А в феврале огнем синим пылают сугробы, прожигают их сияние фиолетовые кристаллы наста, избы словно уходят в тень под белые крыши. И пусто, тихо. Свежо и сильно пахнет снегами, как в поле, как в лесу…
— Деда! Я с тобой лучше останусь жить, — вдруг сказал Генка.
— Оставайся, — согласился дед. — Заживем мы с тобой тут за милую душу. Тут что? Тихо, смирно… колготы нет. Тут хорошо.
— А в школу? — ехидно спросил Толька. — Отседа бегать станешь?
— Ну и стану! Раз плюнуть. Зато когда мы сюда вернемся, так опять деревня появится… Кто-нибудь еще поселится. Понял?
Дед грустно покачал головой. Сердечко доброе, бескорыстное у мальчишки. А Толька, шельмец, в отца удался.
Нюра девчонкой тоже вроде бы доброй была, ласковой… Сейчас дед Тимофей почему-то стеснялся ее.
…А хорошо бы, правда, с Генкой пожить. Рассказать ему, что еще помнит старая память.
Поведать о селе, о жизни в нем, о соседях, кто как жил и чем кончил. Рассказать о преданиях отцов и дедов, некогда заселивших эту богатую лесостепь.
Когда-то село называлось Петровским, улиц было три. На сенокосы выезжало горластое, пестрое множество баб и мужиков.
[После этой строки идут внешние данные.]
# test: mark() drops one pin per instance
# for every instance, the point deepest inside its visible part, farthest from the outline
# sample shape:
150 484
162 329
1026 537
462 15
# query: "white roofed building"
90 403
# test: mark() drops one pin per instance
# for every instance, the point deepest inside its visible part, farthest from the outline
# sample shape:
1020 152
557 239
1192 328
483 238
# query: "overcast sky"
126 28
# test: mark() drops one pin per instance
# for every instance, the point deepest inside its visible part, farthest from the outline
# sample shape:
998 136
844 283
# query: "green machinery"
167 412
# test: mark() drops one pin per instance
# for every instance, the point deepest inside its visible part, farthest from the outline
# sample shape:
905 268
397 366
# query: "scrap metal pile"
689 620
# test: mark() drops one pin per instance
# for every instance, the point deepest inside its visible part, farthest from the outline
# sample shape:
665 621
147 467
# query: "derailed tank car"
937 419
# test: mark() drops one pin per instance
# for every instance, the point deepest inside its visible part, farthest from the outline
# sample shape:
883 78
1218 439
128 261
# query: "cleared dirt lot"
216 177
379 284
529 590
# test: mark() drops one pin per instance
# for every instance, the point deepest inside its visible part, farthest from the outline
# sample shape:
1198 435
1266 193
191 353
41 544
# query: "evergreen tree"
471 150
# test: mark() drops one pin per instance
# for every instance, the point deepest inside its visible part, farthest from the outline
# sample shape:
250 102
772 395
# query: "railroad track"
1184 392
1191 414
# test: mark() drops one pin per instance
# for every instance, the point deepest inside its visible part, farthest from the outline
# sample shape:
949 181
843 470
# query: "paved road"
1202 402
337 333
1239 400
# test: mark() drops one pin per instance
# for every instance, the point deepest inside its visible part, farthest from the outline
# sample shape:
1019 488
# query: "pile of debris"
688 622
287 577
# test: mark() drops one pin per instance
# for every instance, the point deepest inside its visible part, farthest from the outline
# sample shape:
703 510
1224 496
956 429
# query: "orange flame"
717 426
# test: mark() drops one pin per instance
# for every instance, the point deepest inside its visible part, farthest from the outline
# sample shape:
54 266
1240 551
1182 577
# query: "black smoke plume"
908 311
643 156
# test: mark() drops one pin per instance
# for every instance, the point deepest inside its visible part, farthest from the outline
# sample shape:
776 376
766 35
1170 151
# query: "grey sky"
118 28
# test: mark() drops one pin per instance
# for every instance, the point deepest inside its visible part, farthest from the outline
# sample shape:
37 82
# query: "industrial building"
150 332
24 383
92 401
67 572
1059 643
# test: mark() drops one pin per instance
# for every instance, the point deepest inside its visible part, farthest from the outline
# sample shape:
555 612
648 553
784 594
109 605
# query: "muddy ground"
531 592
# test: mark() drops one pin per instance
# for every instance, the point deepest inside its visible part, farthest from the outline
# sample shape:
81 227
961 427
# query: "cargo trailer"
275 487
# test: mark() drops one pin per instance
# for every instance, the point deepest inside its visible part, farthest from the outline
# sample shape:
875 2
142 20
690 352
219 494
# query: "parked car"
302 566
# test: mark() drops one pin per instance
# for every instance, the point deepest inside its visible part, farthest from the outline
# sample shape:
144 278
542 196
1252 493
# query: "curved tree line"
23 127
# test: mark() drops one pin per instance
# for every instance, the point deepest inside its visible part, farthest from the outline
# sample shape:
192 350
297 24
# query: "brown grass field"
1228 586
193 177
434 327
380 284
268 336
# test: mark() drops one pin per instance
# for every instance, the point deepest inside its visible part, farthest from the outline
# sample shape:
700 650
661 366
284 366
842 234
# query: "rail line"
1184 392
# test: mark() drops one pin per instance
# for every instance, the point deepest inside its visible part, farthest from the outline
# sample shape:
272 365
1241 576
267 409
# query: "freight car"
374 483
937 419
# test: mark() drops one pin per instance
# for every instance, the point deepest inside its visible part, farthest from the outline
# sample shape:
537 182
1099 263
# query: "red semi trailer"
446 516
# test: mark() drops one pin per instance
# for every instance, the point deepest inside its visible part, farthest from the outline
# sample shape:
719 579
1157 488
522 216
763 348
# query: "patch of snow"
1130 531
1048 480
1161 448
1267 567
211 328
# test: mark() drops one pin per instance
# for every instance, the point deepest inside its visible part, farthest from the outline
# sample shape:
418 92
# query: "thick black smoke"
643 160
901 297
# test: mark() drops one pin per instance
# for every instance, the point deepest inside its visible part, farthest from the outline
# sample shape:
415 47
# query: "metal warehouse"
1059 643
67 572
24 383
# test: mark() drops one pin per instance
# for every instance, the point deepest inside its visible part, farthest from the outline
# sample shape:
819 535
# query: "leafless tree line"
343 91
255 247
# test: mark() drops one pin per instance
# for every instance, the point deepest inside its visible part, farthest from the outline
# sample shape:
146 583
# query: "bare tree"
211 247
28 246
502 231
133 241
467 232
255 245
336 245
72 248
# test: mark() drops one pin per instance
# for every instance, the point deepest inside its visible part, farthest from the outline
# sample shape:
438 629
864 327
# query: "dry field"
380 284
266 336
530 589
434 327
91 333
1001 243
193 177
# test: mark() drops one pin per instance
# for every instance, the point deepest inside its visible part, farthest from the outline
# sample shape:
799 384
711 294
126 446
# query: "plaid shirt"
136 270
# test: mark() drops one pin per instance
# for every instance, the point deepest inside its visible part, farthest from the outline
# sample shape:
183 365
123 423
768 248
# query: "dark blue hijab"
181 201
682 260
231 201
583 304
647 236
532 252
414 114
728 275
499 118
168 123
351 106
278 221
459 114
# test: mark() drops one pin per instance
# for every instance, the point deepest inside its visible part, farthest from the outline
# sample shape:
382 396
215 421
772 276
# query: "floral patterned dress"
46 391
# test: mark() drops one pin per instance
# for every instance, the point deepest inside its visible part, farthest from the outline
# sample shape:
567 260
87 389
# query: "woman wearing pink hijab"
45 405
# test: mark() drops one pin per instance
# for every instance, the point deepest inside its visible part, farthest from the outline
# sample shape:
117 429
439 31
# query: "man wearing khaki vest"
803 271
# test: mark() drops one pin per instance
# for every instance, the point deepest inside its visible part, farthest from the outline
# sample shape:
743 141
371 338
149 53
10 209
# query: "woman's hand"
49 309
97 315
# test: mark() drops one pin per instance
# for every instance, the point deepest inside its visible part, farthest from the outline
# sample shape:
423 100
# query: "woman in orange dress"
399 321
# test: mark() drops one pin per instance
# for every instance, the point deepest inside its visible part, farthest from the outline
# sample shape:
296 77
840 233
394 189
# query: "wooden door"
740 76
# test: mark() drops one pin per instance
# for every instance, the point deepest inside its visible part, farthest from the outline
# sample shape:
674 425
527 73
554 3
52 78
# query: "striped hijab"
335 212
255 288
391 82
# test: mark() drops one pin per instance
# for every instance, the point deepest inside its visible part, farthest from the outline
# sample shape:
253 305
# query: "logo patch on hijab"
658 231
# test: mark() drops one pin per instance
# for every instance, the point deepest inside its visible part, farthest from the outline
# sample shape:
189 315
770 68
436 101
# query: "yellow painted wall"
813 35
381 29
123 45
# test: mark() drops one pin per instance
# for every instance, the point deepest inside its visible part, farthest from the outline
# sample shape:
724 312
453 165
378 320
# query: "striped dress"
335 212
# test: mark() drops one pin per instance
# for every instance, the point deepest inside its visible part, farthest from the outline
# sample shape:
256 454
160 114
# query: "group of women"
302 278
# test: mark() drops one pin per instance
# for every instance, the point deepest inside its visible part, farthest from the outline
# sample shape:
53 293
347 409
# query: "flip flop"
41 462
А в праздники — песни, людные гуляния… А свадьбы, крестины, рождества, троицы… Куда все девалось, где народ?
Мог бы он рассказать о том, как на первом колхозном собрании предложил кто-то именовать колхоз диковинно для здешних мест «Северный свет». И вот причуда человеческая: вошло в обиход, стали звать деревеньку по второму крещению — «Северный свет».
Кулаков раскулачивали — тоже ведь история живая, с колючкой. Или вот еще факт: был он послан в Москву на первый съезд колхозников-ударников. «Да здравствуют колхозники-ударники!» — приветствовали их рабочие города Москвы. Тут дед Тимофей не выдерживал, его это всегда несказанно трогало, слезы застилали глаза, а он только голову поднимал выше, чтобы виду не показать.
В сентябре, когда выкопали картошку, предприняли еще один разговор с дедом Тимофеем.
Теперь Степан грубовато-обиженно долдонил:
— Что ж это вы? Мы не отказываемся, мы — пожалуйста, не того, не гоним… от души, а? Но, конечно, неволить не станем. Уважаем…
На дворе была рассыпана картошка — сушили. От нее сильно пахло сырой землей. Прохладный воздух казался терпким, а к полудню он как бы подсыхал, в нем до того густо накапливался солнечный свет, что все просвечивалось, предметы странно утончались, виднелась как бы одна лишь сердцевина.
Было так хорошо тут, что Нюра даже расстроилась, стала придираться к новым местам, к квартире в двухэтажном доме на восемнадцать семей. В старых местах ей запоздало открылся такой милый уют, такая ласковая красота, что у нее даже сердце оборвалось: на что променяли!